The McCune Home is one of several mansions that stand on Capitol Hill, Salt Lake City. It was built, with no expense spared, between 1898 and 1901 by one of Utah’s first millionaires, railroad magnate Alfred William McCune. In 1920, after his children had grown up, the house was donated to the Church of Jesus Christ of Latter-day Saints.
McCune thought his house would make the perfect residence for the church president, Herber J. Grant, but instead Grant set up the McCune School of Music which occupied the mansion until 1957. It was later used as a satellite campus of the Mormon Brigham Young University, and the ballroom was used by the Virginia Tanner Dance School.
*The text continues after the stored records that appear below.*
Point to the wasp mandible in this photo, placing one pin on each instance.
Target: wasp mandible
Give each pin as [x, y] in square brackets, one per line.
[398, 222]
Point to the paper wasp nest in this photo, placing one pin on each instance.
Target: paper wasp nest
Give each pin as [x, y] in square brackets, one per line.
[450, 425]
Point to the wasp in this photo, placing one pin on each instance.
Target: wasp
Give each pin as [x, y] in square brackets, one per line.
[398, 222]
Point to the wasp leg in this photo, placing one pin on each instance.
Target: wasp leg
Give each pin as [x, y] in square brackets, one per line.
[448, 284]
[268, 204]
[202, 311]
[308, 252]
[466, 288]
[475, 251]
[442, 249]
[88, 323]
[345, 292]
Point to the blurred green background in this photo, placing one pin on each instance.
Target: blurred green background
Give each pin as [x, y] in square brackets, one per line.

Alfred and Elizabeth McCune loved to entertain; she was well known for her parties and women’s rights work within the Church, and he for hosting important political and church figures, so it is fitting that the property is today used as a wedding and conference venue. It reputedly also hosts at least two spirits, who seem to be quite friendly but like to turn lights on and off, lock or unlock doors, and playfully move things around.
Alfred W. McCune was born on June 11, 1849 at Fort William in Calcutta, India, where his father was stationed with the British Army. Captain Matthew McCune and his wife, Sarah, who were members of the Plymouth Brethren Christian Church, converted to the Church of Jesus Christ of Latter-day Saints while he was stationed in India.
Matthew McCune was posted to Burma in 1854, where he spent his spare time working as a Mormon missionary. He quit the British Army two years later in order to join Brigham Young’s Mormon pioneers in the New World, and the family embarked on a three month voyage to New York, arriving on March 3, 1857. Alfred McCune is recorded in Orson Ferguson Whitney’s History of Utah as recalling that “I had never seen snow before: I took it for salt, while my brother Ed thought it was sugar.”
They stayed three months in New York before taking the next perilous leg of their journey, by wagon across the Rockies. With support from families within the Mormon community, they finally settled in Nephi, Utah.
In his youth McCune found employment herding sheep and raising stock, and at age 19 he worked as a laborer for the Union Pacific Railroad. After a brief foray into cattle herding with his brother, McCune turned his attention back to the railroad industry, but this time with bigger ideas. At 21-years-old, he started building his fortune supplying the railroad workers with provisions, later part-owning a general store in Milford, as well as a 6,000 acre horse and cattle ranch. By now McCune had become well connected with other well-known millionaires of the era, such as J. P. Morgan and William Randolph Hearst.
He joined with two business partners in 1878 to build the Utah Southern Railroad Extension from Milford to Frisco, and followed this up over his future years with investing in various railroad, mining, lumber supply, and other business ventures. McCune helped to build sections of the Rio Grande Railroad; the Denver and South Park, and the Denver and New Orleans lines; as well as a particularly tough section of the Oregon Short Line.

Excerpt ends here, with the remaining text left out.